Many have criticised the historic Allahabad High Court verdict on the Babri Masjid title suits from various angles. But no one has offered a better solution. Although the verdict is not the best, both communities have not discarded it as unacceptable. No major untoward incident took place after it was pronounced. The court delivered the verdict after a careful study of the case, keeping in mind India's heritage, mythological beliefs, and the nature of the sensitive issue. The move for an out-of-court settlement has not gained momentum. At this juncture, our political leaders would do well not to say or do anything that can create displeasure and incur the wrath of the minorities.

S. Nagarajan,



That there is no introspection within the Congress on its failure to prevent the demolition of the Babri Masjid is disturbing. While Kapil Sibal points to fresh legal questions created by the extraordinary High Court verdict (“One verdict, many questions,” Oct. 7), he carefully keeps away from his party's political answerability to the disastrous consequences that followed the demolition, including the loss of lives and the damage to communal harmony. What the verdict would have been had the mosque remained intact is a million-dollar question.

S.V. Venugopalan,



When the Allahabad High Court pronounced its verdict, the country in general and the parties to the dispute, in particular, broadly welcomed it and there was a sense of satisfaction. The calmness, however, was short-lived, thanks to the comments and reaction of political parties of different hues. The parties not involved in the dispute would do well to keep off and help to close the subject.

E. Sivasankaran,



There is no doubt that the High Court verdict was based on faith rather than facts and evidence. Two of the three judges relied on the ASI's report prepared under the NDA regime, though it has been questioned by many eminent historians. For argument's sake, if we accept that the mosque was built on the ruins of a temple — and therefore the site should be restored for building a temple — the demolition of the mosque was also against the law. But the court said nothing about the main culprits of the act.

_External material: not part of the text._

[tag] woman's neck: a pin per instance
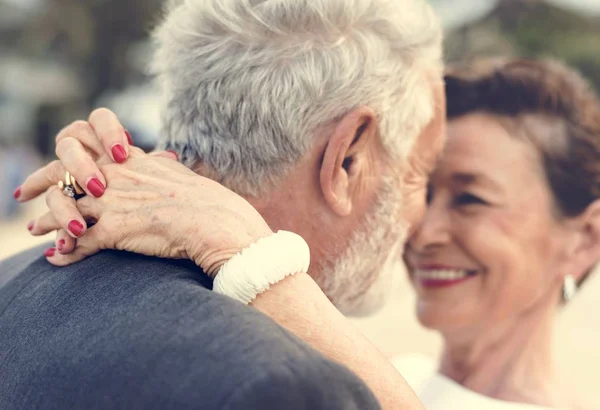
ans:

In all, credit must go to the Muslim community which has maintained calm, despite the unfair judgment.

Kashif Jamal,

New Delhi


It is a well settled judicial principle that cases should be decided on the basis of evidence. But the Allahabad High Court verdict is against the settled principle. The case was about determining the ownership of property. The verdict has created an unwanted and dangerous precedent of deciding cases on the basis of belief rather than material evidence.

A.K. Bisma,



I fully agree with Romila Thapar that the Allahabad High Court verdict has created “a precedent in the court of law that land can be claimed by declaring it to be the birthplace of a divine or semi-divine being worshipped by a group that defines itself as a community” (Oct. 2). This verdict could have left its footprints for the future generations to learn but many have taken advantage of it to gain mileage. Uma Bharti, for instance, has said that the judgment has proved that Ram was born in Ayodhya. A religion should be based on faith, not on court verdict.

People who were involved in the crime of demolishing the Babri Masjid have got away. Will they not be emboldened to commit similar crimes? All the land belongs to the almighty. Hence the maturity shown by the people of India is admirable. Let not one community claim to be the winner.

S. Shafia Sadiq,



A pleasant fallout of the Ayodhya issue was the ban on bulk sms across India. Many like me, I am sure, would have been spared of mostly stupid jokes, trivia, etc., mobile users generally get bombarded with which are, to say the least, irritating. They have started to pour in now that the ban has been lifted. I wish the ban had continued for a few more days.